How can I combine 200+ XDP (XML) files into one spreadsheet or database for analysis?

Avatar

Level 1

Hi all,

I've got 200+ XDP files that were created by entering data into a LiveCycle PDF form 200+ times and then exporting the data as XDP 200+ times.

Now, I want to view all the data at once (for example, in an Excel Spreadsheet or database) so I can look for trends in the data or come up with a summary (for example, 180 of 200 responses answered Question 1 'Yes'). The form does have some image fields, but I don't need to see or analyse those fields.

I'm a bit of a newbie. Is there an easy way to do this? Thanks!

- John

5 Replies

Avatar

Former Community Member

The XDP is an XML format so you shodul be able to write a program to extract the values that you want. You coudl potentially make a comma delimited format then import it into Excel for analysis.

I have not written a program like that but I know it can be done.

Paul

Avatar

Level 1

I had a similar goal to gather data from a folder full of XDPs into a spreadsheet to track user behaviors, capture commonly entered values, and run reports.

If you are familiar with Python, I highly recommend creating a simple script using Python 2.6 and the elementTree (effbot.org) libraries.

Since I cut my teeth on this project, I found it helpful to break down the script's tasks into individual parts. The material and examples for getting a folder's contents, writing variables in lists, and using elementtree is as terrific as it is scattered in location and diverse in implementation.

1. Grab an xdp in your directory ( for book in path: )

2. Parse the xml by using the elementtree iterator

3. Assign your element's values to variables during iteration

if element.name == 'dataNode':

     variable = element.text

4. At the end print your variables with deliminators between each (I used a pipe "|" because commas were commonly used in our forms)

print "%s|%s|%s|%s|%s" % (currentFileName, variable1, variable2, variable3, variable4)

Once you are happy with the data printed out to your console; and each row corresponds to a xdp, stream the output to a file and import that file into Excel in a CSV-style text import (specifying your deliminator during the import process)

so if your script that does the above is called "xdpGrabber.py", run:

$ python xdpGrabber.py >> xdpSpreadSheet.txt

and open xdpSpreadSheet.txt in excel.

There are some gotchas here - repeating nodes can be tricky, and heavily nested or scattered xml structures will add much more complexity to the script.  However, if you are only looking for certain fields that always come in the same order when reading the xdps from top to bottom you can get them using simple "if element.name == 'stuff'" references in the order they appear - as elementtree parses from top to bottom.

If this is appealing to you, I suggest you run one of your sample xdps against the example script given here: http://www.xml.com/pub/a/2003/02/12/py-xml.html

I used Python 2.6 and elementtree on a windows XP laptop.  I would routinely create spreadsheets from 3000+ xdps, each with 50-100KB of data, in under 15 minutes.  I'm guessing the real bottleneck is streaming the output to disk. There isn't much out there that can compete with elementtree for speed reading xml!
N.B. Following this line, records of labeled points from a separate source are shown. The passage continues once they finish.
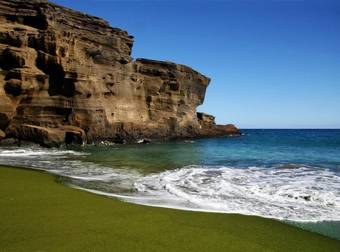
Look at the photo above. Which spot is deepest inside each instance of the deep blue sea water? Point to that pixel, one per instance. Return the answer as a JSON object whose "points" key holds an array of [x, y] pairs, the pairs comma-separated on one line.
{"points": [[290, 175]]}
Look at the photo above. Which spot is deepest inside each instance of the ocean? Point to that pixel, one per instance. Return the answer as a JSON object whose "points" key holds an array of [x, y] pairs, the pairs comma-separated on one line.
{"points": [[288, 175]]}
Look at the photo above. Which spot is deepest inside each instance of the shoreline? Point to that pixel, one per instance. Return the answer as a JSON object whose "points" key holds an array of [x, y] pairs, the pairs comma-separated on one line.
{"points": [[42, 219]]}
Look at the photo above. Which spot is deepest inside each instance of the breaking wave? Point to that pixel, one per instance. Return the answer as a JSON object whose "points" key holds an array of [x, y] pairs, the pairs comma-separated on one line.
{"points": [[285, 192]]}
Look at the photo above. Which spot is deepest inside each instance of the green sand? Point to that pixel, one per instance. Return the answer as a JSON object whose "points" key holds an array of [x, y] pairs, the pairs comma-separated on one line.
{"points": [[39, 214]]}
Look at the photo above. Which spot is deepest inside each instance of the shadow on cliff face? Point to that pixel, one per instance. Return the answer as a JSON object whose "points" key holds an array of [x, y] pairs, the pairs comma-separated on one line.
{"points": [[58, 84]]}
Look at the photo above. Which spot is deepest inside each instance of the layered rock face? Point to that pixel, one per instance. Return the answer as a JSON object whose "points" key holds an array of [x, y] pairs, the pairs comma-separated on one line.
{"points": [[67, 77]]}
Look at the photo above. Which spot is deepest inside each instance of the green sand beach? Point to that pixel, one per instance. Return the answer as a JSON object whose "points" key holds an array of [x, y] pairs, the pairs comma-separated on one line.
{"points": [[37, 213]]}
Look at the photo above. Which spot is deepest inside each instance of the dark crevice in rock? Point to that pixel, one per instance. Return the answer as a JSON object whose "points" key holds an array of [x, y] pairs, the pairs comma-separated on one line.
{"points": [[9, 60], [13, 87], [58, 84]]}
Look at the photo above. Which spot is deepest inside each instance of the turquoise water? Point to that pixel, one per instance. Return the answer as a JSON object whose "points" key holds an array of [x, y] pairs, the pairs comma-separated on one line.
{"points": [[290, 175]]}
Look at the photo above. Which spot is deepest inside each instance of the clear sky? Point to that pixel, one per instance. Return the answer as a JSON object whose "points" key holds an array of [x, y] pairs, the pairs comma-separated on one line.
{"points": [[273, 64]]}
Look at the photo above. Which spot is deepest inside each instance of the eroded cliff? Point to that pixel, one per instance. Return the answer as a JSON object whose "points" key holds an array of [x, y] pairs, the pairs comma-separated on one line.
{"points": [[69, 77]]}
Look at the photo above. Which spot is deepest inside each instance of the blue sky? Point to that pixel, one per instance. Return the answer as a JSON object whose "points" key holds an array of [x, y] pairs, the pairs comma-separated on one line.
{"points": [[273, 64]]}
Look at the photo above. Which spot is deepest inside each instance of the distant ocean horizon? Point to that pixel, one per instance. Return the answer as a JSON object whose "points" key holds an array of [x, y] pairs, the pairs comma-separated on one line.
{"points": [[291, 175]]}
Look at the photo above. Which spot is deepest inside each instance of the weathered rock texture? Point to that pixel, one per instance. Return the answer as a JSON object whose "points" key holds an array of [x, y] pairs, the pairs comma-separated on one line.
{"points": [[69, 77]]}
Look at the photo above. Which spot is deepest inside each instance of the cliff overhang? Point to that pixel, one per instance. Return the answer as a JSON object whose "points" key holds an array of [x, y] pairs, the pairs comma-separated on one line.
{"points": [[68, 77]]}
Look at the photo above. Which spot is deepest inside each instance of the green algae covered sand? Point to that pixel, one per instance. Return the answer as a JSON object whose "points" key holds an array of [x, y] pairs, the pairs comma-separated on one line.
{"points": [[39, 214]]}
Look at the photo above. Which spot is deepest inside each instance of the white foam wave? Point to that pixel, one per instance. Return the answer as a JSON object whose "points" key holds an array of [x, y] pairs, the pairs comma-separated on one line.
{"points": [[303, 194], [286, 192]]}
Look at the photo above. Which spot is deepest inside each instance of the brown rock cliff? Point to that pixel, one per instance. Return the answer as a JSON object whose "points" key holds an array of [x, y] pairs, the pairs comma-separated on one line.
{"points": [[69, 77]]}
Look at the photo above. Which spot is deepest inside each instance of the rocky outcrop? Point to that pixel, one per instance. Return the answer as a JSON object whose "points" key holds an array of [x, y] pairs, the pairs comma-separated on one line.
{"points": [[67, 77]]}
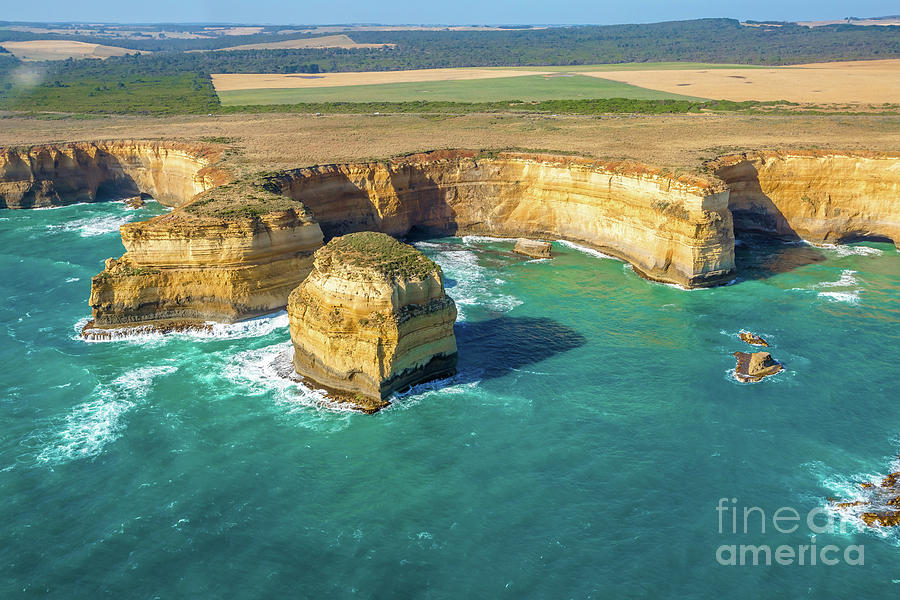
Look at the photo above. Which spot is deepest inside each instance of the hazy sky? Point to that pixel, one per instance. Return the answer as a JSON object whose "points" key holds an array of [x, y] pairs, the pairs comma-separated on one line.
{"points": [[432, 11]]}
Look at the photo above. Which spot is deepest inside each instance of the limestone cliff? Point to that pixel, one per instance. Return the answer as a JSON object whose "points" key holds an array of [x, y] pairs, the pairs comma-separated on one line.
{"points": [[673, 229], [372, 318], [821, 197], [56, 175], [181, 269]]}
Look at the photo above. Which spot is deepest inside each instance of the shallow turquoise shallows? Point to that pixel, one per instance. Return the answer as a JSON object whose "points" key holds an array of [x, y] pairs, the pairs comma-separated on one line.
{"points": [[580, 452]]}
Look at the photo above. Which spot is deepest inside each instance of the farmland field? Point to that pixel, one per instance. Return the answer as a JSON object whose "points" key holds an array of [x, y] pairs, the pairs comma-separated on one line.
{"points": [[61, 50], [847, 82], [562, 86]]}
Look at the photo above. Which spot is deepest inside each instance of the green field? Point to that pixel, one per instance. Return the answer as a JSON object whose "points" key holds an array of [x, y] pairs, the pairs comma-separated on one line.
{"points": [[527, 88], [648, 66]]}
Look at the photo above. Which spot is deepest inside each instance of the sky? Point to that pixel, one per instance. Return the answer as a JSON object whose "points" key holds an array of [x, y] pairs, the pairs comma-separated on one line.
{"points": [[451, 12]]}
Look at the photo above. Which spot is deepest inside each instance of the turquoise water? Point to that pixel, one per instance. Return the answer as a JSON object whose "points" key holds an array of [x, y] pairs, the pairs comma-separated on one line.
{"points": [[580, 452]]}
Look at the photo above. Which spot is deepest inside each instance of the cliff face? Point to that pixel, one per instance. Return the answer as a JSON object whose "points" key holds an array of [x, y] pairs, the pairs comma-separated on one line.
{"points": [[56, 175], [372, 318], [180, 270], [671, 229], [818, 197]]}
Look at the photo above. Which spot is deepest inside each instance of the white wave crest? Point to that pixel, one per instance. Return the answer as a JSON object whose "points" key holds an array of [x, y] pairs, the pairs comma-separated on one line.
{"points": [[843, 250], [94, 226], [585, 249], [846, 297], [92, 425], [250, 328], [271, 370], [468, 240], [475, 285], [847, 280]]}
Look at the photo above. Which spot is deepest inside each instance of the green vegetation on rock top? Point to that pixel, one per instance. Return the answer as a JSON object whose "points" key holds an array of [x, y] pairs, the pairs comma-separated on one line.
{"points": [[252, 196], [378, 252]]}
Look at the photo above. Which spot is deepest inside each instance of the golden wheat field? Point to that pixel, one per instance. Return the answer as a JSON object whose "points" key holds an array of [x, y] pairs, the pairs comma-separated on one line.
{"points": [[62, 49], [861, 82], [327, 41]]}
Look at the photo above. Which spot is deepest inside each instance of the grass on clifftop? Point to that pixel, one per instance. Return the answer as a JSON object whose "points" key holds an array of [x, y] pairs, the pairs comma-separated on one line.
{"points": [[379, 252], [253, 196]]}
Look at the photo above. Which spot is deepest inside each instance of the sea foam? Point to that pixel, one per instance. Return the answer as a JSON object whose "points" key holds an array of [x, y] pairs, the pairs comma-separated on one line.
{"points": [[475, 285], [92, 425]]}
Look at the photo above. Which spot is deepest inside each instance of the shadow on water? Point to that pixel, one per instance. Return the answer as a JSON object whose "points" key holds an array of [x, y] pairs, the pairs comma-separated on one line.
{"points": [[489, 349], [761, 256]]}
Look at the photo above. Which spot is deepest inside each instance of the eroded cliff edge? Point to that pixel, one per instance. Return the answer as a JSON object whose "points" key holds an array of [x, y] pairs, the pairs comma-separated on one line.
{"points": [[817, 196], [199, 264], [61, 174], [372, 318], [237, 249], [672, 229]]}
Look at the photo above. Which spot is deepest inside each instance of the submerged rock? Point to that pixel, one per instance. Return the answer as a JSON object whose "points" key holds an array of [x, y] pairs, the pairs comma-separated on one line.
{"points": [[532, 248], [371, 319], [752, 367], [885, 519], [752, 339], [879, 505]]}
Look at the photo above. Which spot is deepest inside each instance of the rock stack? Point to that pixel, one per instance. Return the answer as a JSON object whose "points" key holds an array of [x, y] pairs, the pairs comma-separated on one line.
{"points": [[372, 318]]}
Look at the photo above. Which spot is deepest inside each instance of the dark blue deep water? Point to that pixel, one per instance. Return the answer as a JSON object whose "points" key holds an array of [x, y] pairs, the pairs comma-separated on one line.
{"points": [[580, 452]]}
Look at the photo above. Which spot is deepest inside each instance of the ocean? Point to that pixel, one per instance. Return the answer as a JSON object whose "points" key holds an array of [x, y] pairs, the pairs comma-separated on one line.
{"points": [[594, 443]]}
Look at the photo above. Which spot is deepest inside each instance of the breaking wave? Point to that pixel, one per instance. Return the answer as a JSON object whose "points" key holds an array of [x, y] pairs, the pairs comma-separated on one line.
{"points": [[250, 328], [94, 226], [94, 424], [474, 284]]}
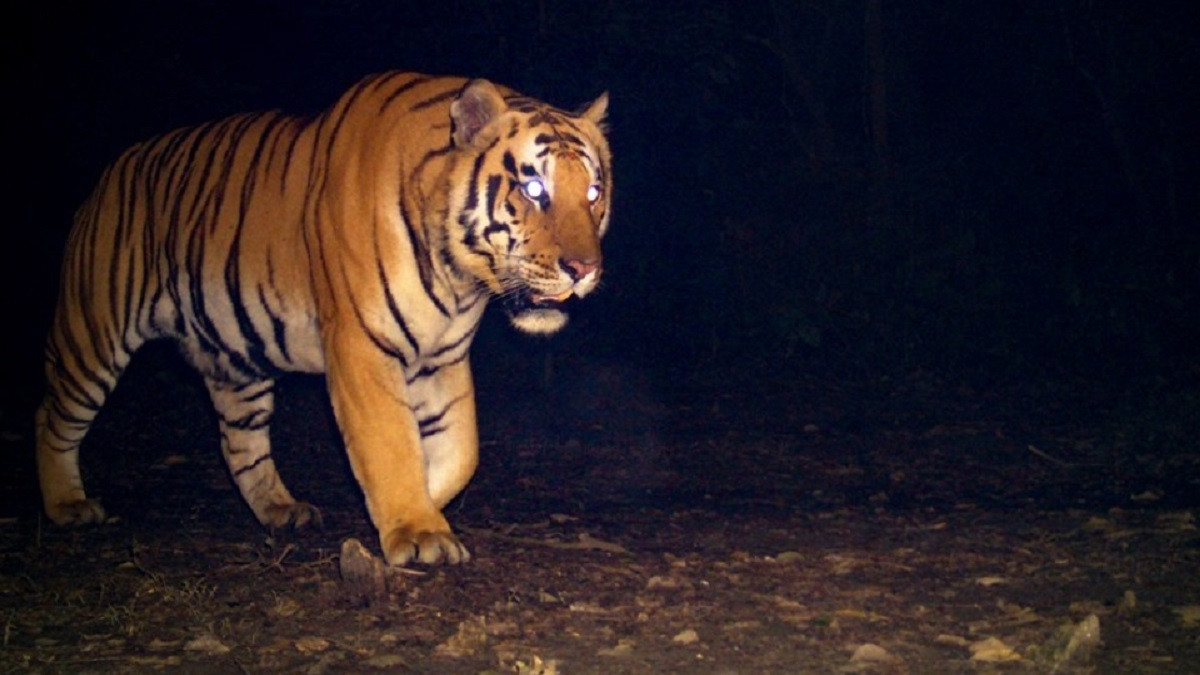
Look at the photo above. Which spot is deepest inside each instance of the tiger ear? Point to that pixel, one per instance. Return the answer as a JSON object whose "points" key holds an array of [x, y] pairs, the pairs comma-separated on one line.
{"points": [[475, 107], [597, 111]]}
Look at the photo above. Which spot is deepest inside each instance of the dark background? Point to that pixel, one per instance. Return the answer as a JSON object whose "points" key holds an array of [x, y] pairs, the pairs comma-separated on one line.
{"points": [[993, 191]]}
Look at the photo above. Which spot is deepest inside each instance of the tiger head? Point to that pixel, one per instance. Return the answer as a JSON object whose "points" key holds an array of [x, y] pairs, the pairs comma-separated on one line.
{"points": [[529, 201]]}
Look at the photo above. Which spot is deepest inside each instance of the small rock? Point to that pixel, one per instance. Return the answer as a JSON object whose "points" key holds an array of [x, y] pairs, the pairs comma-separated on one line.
{"points": [[687, 637], [871, 653], [363, 574], [624, 647], [207, 644]]}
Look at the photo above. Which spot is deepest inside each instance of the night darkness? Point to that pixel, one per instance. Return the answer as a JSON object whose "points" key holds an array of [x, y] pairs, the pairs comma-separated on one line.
{"points": [[887, 197]]}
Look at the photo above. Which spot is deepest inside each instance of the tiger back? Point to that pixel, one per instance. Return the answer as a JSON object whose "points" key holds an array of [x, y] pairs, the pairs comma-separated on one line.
{"points": [[364, 243]]}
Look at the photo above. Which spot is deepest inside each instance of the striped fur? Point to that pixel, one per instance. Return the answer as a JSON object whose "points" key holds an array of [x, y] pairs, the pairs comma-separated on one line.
{"points": [[364, 244]]}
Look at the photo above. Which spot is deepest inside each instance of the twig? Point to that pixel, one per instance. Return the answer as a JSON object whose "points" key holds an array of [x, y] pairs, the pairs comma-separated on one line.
{"points": [[1048, 458], [586, 542]]}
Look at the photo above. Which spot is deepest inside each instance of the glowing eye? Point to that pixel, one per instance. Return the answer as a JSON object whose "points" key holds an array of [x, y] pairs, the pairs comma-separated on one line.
{"points": [[534, 189]]}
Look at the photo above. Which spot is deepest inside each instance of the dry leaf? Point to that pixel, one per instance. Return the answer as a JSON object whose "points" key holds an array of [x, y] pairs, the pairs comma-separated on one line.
{"points": [[993, 650], [311, 644], [1189, 615], [624, 647]]}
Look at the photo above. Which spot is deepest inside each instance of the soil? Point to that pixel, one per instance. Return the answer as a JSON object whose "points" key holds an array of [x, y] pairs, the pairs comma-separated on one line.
{"points": [[635, 520]]}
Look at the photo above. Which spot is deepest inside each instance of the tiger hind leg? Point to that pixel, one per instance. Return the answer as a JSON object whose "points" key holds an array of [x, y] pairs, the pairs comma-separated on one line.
{"points": [[245, 411], [77, 384], [58, 465]]}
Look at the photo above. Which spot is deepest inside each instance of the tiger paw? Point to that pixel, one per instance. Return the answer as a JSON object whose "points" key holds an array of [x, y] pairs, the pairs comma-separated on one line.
{"points": [[402, 545], [77, 512], [292, 514]]}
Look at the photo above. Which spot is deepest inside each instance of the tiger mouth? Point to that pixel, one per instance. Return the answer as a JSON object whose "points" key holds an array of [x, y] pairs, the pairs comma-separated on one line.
{"points": [[527, 300]]}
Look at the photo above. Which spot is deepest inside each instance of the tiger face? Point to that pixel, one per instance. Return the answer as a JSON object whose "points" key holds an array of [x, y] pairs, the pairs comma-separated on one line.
{"points": [[537, 201]]}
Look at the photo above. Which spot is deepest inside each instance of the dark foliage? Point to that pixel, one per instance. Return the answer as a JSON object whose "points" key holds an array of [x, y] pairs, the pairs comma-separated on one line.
{"points": [[990, 189]]}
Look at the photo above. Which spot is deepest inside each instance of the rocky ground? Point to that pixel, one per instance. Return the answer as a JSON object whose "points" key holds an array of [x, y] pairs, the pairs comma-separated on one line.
{"points": [[625, 520]]}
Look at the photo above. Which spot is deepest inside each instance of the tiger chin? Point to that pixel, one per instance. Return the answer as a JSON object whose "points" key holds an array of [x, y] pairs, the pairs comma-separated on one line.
{"points": [[363, 244]]}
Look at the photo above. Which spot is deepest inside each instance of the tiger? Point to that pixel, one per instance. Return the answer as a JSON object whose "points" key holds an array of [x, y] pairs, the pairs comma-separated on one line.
{"points": [[363, 243]]}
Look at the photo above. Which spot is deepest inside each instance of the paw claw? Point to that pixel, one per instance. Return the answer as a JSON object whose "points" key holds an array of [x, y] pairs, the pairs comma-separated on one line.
{"points": [[294, 515], [79, 512], [429, 548]]}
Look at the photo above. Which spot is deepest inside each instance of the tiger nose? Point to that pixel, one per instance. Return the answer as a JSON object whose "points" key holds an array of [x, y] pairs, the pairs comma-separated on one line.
{"points": [[577, 269]]}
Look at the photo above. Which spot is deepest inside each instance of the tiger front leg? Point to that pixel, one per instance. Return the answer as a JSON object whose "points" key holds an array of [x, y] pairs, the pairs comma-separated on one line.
{"points": [[245, 411], [383, 441]]}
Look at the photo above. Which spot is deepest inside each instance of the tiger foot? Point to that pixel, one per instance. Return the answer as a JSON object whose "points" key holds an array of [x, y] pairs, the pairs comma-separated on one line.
{"points": [[292, 514], [77, 512], [402, 545]]}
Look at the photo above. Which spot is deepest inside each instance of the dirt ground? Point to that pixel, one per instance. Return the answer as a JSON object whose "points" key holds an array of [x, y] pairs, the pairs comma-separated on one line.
{"points": [[624, 521]]}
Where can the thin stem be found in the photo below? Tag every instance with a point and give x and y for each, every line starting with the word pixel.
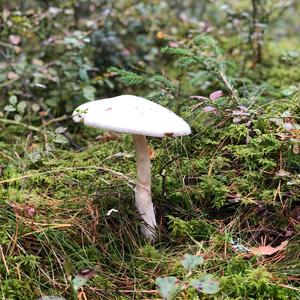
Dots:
pixel 143 199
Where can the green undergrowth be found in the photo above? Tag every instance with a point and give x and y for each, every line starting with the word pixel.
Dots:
pixel 209 189
pixel 67 191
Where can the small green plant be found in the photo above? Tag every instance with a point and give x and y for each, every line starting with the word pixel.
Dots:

If you need some assistance getting started  feel free to reply here or message me for an example script.

Good luck!

-Kasey (scriptocratch)

Avatar

Level 4

Excel understands XML and so there is probably a simple way to accomplish this, but I don't know how.  I do know that Acrobat's Tracker feature was designed specifically for PDF forms data aggregation and optional export to Excel, etc., so check it out.  You'll need the 200 PDFs.

Avatar

Level 1

I think you can make a connection to XML in Access, and there may be a batch process out there in Acrobat 9.0 that can handle your whole task for you with minor tweeking. 

If you are curious about Python and Elementtree and want to take a dip into the deep end of XML processing, I highly recommend trying it out!  Especially if you are new to XML or want to do more with schemas, data bindings, and namespaces within designer!